Q: Who would benefit from Illinois running its own health insurance exchange?
A: Whether run by the state or the federal government, the exchanges envisioned in the health law are intended to be consumer-friendly online marketplaces, one in every state, where people could comparison shop for health insurance plans, just as they now shop for airline tickets on the Web.
Most people buying insurance through the exchanges would get taxpayer-financed subsidies, and the exchanges will help people who qualify enroll in Medicaid. Participating insurance plans would have to take all applicants, regardless of pre-existing health problems. The exchanges would feature cost calculators to help consumers figure out how much they would pay.
An estimated 486,000 Illinois residents will get coverage from commercial insurers through the exchange in 2014, growing to 1 million customers by 2016. The health law requires exchanges to be self-sustaining by 2015. A report last year by the Wakely Consulting Group estimated annual operating costs for an Illinois-run exchange could reach $89 million, a cost that could be passed on to customers in their premiums.
The benefit of an Illinois-run exchange would be keeping state regulators – not Washington – clearly overseeing the system and the insurance industry. Insurance companies want that, said one lobbyist.
“Our preference is a state-run exchange. The way we see insurance markets is they should be regulated at the state level,” said Elena Butkus, of Aetna Inc.
Consumer groups also want a state-run exchange, but for vastly different reasons. They see an opportunity to keep prices lower by allowing the state exchange, which could be a quasi-governmental entity with its own governing board, to negotiate insurance premium rates.
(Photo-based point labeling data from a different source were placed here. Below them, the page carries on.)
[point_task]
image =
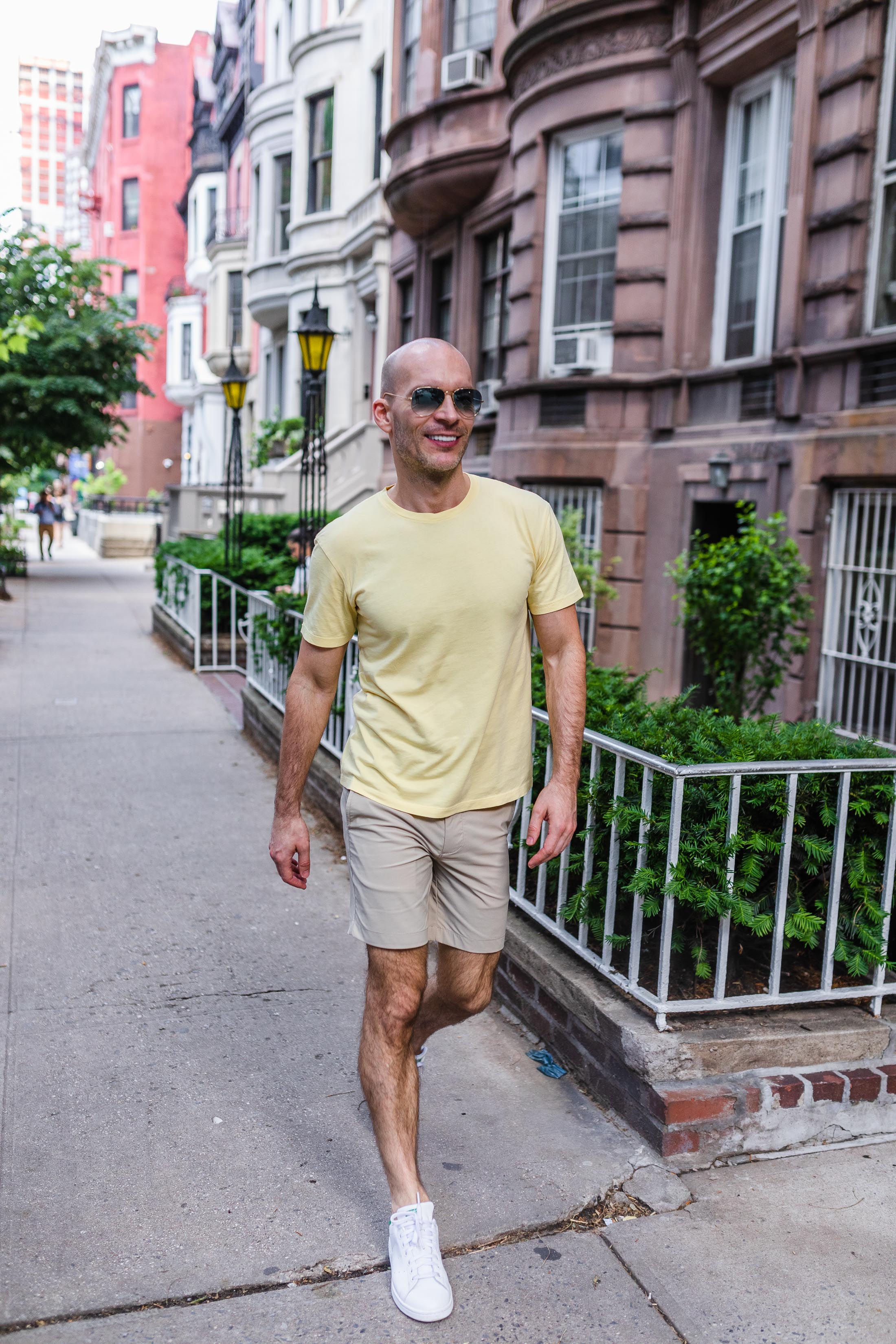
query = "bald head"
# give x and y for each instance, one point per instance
(424, 363)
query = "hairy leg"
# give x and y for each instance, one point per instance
(395, 984)
(461, 988)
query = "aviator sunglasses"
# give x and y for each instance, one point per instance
(468, 401)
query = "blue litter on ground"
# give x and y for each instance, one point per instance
(547, 1063)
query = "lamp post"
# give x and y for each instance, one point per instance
(234, 388)
(315, 342)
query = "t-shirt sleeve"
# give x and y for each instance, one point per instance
(554, 582)
(329, 617)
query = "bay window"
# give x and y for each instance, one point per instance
(754, 209)
(585, 184)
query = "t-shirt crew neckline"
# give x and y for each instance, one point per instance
(433, 518)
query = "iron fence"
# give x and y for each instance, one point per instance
(545, 894)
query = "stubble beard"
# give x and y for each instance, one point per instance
(417, 460)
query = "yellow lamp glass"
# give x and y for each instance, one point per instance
(316, 347)
(234, 386)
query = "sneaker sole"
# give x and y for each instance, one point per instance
(422, 1316)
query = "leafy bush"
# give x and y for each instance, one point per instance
(681, 734)
(742, 608)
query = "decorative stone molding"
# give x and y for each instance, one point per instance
(578, 50)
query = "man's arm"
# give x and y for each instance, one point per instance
(563, 655)
(310, 697)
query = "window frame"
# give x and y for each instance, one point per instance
(780, 81)
(283, 209)
(554, 201)
(315, 104)
(127, 228)
(884, 175)
(127, 113)
(501, 280)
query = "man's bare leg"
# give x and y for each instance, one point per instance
(395, 986)
(460, 988)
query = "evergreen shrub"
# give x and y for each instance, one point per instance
(685, 736)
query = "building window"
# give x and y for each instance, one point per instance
(442, 270)
(588, 502)
(131, 203)
(411, 13)
(378, 121)
(581, 250)
(495, 305)
(284, 190)
(186, 353)
(406, 311)
(754, 207)
(473, 25)
(131, 291)
(320, 155)
(131, 112)
(130, 400)
(234, 308)
(884, 237)
(211, 214)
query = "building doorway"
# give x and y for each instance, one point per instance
(715, 519)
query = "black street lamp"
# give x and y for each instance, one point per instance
(315, 340)
(234, 389)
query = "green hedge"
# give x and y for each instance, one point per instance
(679, 733)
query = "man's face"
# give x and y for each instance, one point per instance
(430, 443)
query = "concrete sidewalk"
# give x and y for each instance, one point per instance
(182, 1112)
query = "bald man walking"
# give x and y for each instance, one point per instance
(438, 576)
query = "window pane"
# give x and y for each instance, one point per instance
(753, 169)
(588, 237)
(474, 22)
(744, 287)
(886, 307)
(131, 108)
(131, 203)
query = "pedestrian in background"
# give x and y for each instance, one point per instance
(49, 514)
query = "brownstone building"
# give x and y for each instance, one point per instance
(665, 233)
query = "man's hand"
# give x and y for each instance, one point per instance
(291, 850)
(558, 806)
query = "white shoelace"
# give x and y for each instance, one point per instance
(419, 1244)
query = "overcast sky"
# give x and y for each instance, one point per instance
(69, 30)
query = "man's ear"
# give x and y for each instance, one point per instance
(382, 416)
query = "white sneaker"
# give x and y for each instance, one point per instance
(419, 1284)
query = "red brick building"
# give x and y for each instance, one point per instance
(138, 156)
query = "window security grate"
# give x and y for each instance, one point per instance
(878, 377)
(558, 409)
(758, 395)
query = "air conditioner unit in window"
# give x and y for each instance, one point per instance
(463, 69)
(584, 350)
(488, 389)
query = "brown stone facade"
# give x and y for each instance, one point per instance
(671, 380)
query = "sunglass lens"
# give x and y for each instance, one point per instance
(426, 398)
(468, 401)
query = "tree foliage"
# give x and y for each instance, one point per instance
(70, 353)
(742, 606)
(685, 736)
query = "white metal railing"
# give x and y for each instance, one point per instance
(220, 640)
(629, 977)
(546, 904)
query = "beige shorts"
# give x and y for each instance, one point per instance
(422, 879)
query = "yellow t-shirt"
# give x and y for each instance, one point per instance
(441, 604)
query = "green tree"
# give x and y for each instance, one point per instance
(742, 605)
(585, 561)
(70, 353)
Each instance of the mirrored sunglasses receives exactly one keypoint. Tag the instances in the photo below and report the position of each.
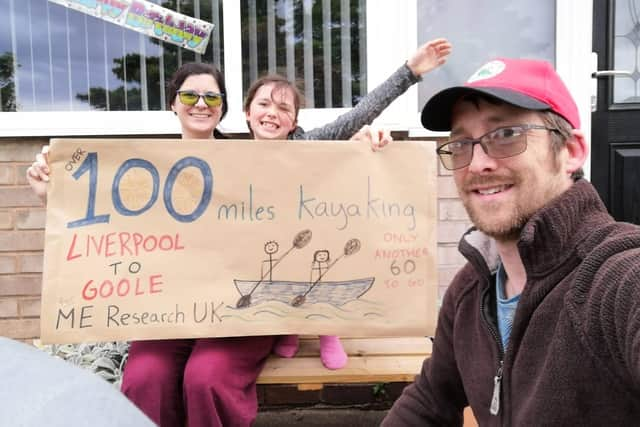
(191, 98)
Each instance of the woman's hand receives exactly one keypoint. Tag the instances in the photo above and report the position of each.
(38, 173)
(430, 55)
(377, 138)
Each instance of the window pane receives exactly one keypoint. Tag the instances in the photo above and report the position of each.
(626, 51)
(480, 31)
(318, 44)
(57, 59)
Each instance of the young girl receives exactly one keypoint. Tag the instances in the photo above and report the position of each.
(271, 109)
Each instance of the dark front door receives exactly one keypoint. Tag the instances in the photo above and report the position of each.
(615, 132)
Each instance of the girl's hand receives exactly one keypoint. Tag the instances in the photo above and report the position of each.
(38, 173)
(430, 55)
(377, 138)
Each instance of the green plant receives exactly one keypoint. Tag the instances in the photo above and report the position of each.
(106, 359)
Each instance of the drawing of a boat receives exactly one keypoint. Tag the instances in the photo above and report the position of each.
(334, 293)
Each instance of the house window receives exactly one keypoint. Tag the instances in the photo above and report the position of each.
(57, 59)
(318, 44)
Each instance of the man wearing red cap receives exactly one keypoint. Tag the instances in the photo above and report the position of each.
(542, 326)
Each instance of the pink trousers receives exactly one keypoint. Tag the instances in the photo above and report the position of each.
(207, 382)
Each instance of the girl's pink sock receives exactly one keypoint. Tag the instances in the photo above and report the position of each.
(332, 353)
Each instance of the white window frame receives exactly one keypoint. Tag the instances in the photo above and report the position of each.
(391, 38)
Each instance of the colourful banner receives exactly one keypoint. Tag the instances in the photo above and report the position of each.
(167, 239)
(149, 19)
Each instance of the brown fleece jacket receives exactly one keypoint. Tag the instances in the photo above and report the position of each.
(573, 357)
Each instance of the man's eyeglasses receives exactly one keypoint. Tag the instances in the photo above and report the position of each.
(498, 144)
(191, 98)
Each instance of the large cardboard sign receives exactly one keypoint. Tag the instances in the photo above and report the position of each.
(155, 239)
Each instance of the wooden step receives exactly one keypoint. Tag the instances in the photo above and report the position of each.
(370, 360)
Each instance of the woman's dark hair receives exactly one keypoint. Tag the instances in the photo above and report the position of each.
(195, 68)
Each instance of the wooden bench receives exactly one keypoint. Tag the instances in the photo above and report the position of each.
(371, 360)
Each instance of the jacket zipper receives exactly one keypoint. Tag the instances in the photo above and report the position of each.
(495, 399)
(494, 409)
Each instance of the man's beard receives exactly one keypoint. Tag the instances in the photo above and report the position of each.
(509, 230)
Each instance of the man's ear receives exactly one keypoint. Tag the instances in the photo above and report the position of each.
(577, 151)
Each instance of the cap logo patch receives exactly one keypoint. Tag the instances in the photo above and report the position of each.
(487, 71)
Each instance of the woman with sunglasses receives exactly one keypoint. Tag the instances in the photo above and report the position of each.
(206, 381)
(271, 110)
(199, 382)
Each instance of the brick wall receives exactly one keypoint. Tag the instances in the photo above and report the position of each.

“The state already (negotiates rates) for state workers and state legislators’ insurance coverage,” said Jim Duffett, of the Campaign for Better Health Care. “This isn’t something that’s a new idea.”
The state’s major insurers hate that idea, Butkus said. The federal exchanges that will operate in states without state-based exchanges will be open to insurance plans that meet basic standards, and the federal government won’t negotiate premiums, at least initially.
“If we can’t have a bill that looks out for the insurance market, then we will default to the federal option,” Butkus said.